Bicknell Brenton T, Rivers Nicholas J, Skelton Adam, Sheehan Delaney, Hodges Charis, Fairburn Stevan C, Greene Benjamin J, Panuganti Bharat
UAB Heersink School of Medicine University of Alabama at Birmingham Birmingham Alabama USA.
Department of Otolaryngology-Head and Neck Surgery University of Alabama at Birmingham Birmingham Alabama USA.
OTO Open. 2025 May 5;9(2):e70125. doi: 10.1002/oto2.70125. eCollection 2025 Apr-Jun.
To develop and evaluate the effectiveness of domain-specific customization in large language models (LLMs) by assessing the performance of the ENT GPT Assistant (E-GPT-A), a model specifically tailored for otolaryngology.
Comparative analysis using multiple-choice questions (MCQs) from established otolaryngology resources.

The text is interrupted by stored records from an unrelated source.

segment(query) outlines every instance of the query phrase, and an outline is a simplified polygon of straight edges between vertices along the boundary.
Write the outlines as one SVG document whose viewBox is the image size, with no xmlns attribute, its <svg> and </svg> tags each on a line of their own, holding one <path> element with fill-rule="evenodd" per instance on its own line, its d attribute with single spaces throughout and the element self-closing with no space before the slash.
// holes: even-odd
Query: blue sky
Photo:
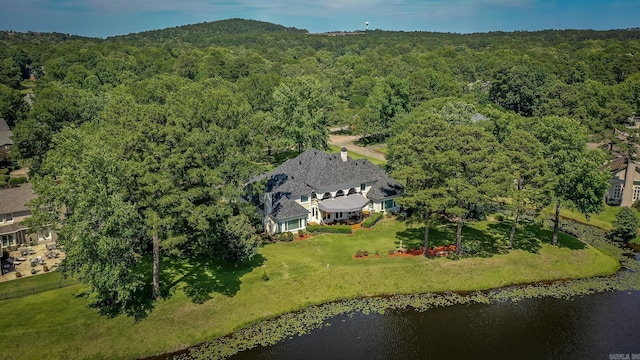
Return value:
<svg viewBox="0 0 640 360">
<path fill-rule="evenodd" d="M 311 32 L 640 27 L 640 0 L 0 0 L 0 30 L 108 37 L 228 18 Z"/>
</svg>

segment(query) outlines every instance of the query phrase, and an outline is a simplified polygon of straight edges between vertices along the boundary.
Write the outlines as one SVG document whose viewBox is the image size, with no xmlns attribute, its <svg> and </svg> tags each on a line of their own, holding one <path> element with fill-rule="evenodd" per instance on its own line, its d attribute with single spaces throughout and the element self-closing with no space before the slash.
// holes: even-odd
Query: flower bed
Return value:
<svg viewBox="0 0 640 360">
<path fill-rule="evenodd" d="M 429 249 L 427 249 L 427 255 L 433 256 L 433 257 L 448 256 L 455 252 L 456 252 L 455 245 L 437 246 L 435 248 L 432 248 L 431 246 L 429 246 Z M 393 251 L 393 250 L 389 251 L 389 257 L 411 257 L 411 256 L 423 256 L 423 255 L 424 255 L 423 246 L 421 246 L 419 249 L 414 249 L 414 250 L 400 249 L 397 251 Z"/>
</svg>

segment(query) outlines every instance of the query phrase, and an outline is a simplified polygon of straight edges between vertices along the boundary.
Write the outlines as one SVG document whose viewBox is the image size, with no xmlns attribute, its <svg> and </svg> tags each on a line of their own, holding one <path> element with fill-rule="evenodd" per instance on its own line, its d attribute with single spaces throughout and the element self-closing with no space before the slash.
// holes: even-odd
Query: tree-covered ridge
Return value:
<svg viewBox="0 0 640 360">
<path fill-rule="evenodd" d="M 140 33 L 113 36 L 110 40 L 130 41 L 130 40 L 152 40 L 167 41 L 179 40 L 183 42 L 197 42 L 196 37 L 208 38 L 221 35 L 240 35 L 251 33 L 307 33 L 307 30 L 286 27 L 265 21 L 246 19 L 226 19 L 219 21 L 204 22 L 200 24 L 190 24 L 176 26 L 172 28 L 143 31 Z"/>
</svg>

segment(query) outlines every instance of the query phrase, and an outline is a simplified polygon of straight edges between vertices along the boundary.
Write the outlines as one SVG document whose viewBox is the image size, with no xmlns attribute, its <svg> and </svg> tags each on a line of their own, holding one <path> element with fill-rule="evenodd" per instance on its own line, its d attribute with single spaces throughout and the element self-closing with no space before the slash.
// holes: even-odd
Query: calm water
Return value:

Tertiary care academic hospital.
Two hundred forty clinical-vignette style MCQs were sourced from BoardVitals Otolaryngology and OTOQuest, covering a range of otolaryngology subspecialties (n = 40 for each). The E-GPT-A was developed using targeted instructions and customized to otolaryngology. The performance of E-GPT-A was compared against top-performing and widely used artificial intelligence (AI) LLMs, including GPT-3.5, GPT-4, Claude 2.0, and Claude 2.1. Accuracy was assessed across subspecialties, varying question difficulty tiers, and in diagnostics and management.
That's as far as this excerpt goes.